Again for the prospective commuter, “The Ride” section has a number of tips to avoid trouble – better to read about them and be prepared rather than to discover that, for example, longitudinal cracks can get you in trouble.

One not so obvious observation in the “At Work” section is the attitude about cycling and cyclists commonly held by one’s non-cycling co-workers, subordinates, and supervisors. While the experienced cyclist already will have experienced this phenomenon, it might be “news” to the budding commuter the first time she clumps into the office in helmet with a messenger bag. The author notes that the USA never had a bicycle commuter culture, so forewarned is forearmed.

One helpful section covers diagnosing (and correcting) bicycle fit issues by the nature of the pain experienced. This and other straightforward bicycle fit tips are a break from what one might have read in articles that are more “technical.”

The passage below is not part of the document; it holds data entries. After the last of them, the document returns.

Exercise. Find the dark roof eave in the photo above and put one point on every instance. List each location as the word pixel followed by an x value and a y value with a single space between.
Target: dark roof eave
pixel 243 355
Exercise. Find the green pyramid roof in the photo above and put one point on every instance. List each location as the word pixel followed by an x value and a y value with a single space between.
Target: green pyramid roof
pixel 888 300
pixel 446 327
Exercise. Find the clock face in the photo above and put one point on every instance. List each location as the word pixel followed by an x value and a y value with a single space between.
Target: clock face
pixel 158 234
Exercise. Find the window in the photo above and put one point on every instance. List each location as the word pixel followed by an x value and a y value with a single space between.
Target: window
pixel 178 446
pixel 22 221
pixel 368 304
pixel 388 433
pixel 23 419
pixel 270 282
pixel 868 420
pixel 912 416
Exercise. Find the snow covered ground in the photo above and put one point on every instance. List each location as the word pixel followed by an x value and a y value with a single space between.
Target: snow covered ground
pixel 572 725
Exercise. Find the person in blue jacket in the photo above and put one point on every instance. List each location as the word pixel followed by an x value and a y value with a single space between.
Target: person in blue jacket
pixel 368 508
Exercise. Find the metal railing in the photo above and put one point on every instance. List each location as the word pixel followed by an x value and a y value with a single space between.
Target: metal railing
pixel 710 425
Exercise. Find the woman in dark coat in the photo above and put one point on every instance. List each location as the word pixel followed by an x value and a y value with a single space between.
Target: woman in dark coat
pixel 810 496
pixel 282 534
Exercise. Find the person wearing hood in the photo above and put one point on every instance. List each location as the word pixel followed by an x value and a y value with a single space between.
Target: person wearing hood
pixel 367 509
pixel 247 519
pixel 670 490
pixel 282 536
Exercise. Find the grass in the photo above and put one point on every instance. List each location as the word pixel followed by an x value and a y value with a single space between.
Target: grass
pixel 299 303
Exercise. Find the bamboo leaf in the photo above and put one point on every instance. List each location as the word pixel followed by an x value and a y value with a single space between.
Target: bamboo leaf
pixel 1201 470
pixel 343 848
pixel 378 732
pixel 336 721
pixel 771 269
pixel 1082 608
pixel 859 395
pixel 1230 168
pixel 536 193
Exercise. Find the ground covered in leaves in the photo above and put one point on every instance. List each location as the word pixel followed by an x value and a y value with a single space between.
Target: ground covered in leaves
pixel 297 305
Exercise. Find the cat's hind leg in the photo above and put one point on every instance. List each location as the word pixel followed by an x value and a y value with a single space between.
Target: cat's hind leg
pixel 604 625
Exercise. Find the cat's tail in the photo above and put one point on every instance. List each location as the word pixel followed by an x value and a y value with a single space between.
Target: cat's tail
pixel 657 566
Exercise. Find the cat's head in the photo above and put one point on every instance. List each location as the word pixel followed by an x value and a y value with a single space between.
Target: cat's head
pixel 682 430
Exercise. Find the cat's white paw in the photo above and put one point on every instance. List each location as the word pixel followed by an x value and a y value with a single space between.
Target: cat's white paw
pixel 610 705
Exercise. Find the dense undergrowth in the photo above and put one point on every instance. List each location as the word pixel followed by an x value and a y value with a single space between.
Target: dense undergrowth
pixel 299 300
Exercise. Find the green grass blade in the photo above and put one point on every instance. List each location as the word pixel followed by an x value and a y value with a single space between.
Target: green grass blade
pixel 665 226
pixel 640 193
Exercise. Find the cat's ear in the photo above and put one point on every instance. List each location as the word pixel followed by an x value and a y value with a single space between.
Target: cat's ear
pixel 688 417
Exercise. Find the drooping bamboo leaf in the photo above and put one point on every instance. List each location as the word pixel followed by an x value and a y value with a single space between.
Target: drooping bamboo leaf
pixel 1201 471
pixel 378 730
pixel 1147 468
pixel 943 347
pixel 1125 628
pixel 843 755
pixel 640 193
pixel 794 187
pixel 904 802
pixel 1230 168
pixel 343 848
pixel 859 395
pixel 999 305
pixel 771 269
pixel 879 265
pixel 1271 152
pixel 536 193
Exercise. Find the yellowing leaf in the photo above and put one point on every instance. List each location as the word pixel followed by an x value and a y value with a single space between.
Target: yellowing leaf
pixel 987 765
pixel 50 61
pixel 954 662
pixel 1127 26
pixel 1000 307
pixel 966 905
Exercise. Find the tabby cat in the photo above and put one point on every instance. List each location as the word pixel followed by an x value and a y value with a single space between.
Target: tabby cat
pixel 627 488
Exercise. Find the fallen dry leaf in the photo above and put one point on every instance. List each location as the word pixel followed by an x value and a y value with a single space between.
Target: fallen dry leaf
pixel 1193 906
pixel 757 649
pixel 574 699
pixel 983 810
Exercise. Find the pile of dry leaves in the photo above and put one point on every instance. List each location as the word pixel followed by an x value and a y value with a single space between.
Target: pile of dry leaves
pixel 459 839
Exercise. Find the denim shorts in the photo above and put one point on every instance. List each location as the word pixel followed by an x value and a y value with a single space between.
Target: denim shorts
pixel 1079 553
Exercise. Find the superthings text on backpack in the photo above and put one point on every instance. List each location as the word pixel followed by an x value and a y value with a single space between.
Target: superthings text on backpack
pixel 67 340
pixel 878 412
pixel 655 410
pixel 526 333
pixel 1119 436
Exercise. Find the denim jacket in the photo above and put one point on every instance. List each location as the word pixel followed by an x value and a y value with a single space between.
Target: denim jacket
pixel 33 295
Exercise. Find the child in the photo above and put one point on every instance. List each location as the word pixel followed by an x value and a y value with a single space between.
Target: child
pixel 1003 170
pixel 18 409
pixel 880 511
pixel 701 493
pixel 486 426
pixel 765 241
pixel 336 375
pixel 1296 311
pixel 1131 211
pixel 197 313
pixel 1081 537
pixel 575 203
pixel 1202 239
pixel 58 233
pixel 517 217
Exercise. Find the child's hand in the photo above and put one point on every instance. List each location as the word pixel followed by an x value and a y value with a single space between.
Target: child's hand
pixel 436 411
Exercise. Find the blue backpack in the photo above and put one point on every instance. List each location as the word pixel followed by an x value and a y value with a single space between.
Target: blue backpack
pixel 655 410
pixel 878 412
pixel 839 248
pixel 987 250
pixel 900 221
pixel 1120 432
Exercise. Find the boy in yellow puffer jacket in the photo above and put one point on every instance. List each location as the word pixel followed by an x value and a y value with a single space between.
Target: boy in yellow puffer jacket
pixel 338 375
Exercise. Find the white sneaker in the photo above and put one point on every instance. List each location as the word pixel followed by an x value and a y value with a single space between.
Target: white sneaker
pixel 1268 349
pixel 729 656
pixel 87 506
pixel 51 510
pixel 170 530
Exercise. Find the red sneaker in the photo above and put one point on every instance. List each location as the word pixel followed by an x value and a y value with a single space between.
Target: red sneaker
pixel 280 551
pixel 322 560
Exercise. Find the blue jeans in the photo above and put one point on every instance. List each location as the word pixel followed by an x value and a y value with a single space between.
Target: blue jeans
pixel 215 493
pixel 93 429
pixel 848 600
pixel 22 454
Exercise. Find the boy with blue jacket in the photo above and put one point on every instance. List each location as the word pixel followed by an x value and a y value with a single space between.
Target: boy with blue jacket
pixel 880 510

Overall, this is a nice little book – well written and well organized.

_ _ _ _ _
*Hurst, Robert, The Bicycle Commuter’s Handbook, (Guilford, CT), 2013, ISBN 978-0-7627-8468-4, US$12.95.

3 Comments

Filed under Bike Tech, Comings and Goings

3 responses to “Commute by Bicycle – Book Review

  1. Jason

    Nice little review. But it’s not true that the US never had a bicycle culture. In the late nineteenth century there were lots of great bicycle clubs in the US. The first to form was the Boston Bicycle Club in 1878. In New York City, each ethnic group had it’s own cycling club – Poles, Italians, Japanese, even Mongolian. This from the Times of 1895:

    “The Cycle Club of Brooklyn has already gone into history because of its prosperity and increasing growth during the Winter, its prettiest and most charming of all Brooklyn’s pretty and charming young women; the best of her young men; the most esteemed heads of families and attractive matrons; because of its costume rides, and its sociable teas, champion polo and football team, and because of its nice little merry-go-round organ, to the music of whose tuneful airs its members swing gaily around the ring morning, noon, and night.”

    I wonder if Albany had a club like this. Buffalo did.

  2. Jason

    Good point. But it’s also not true that the USA never had a bicycle commuter culture. Many 19th century bicycle members used their bikes to commute.

    That said, the sentence “The USA never had a bicycle commuter culture” can be read in at least two different ways. One one reading, the sentence is false if there is an American cultural movement in which bicycle commuting predominates. On another reading, it is false only if that culture pervades the national culture. So on one reading it is true, on another it is false.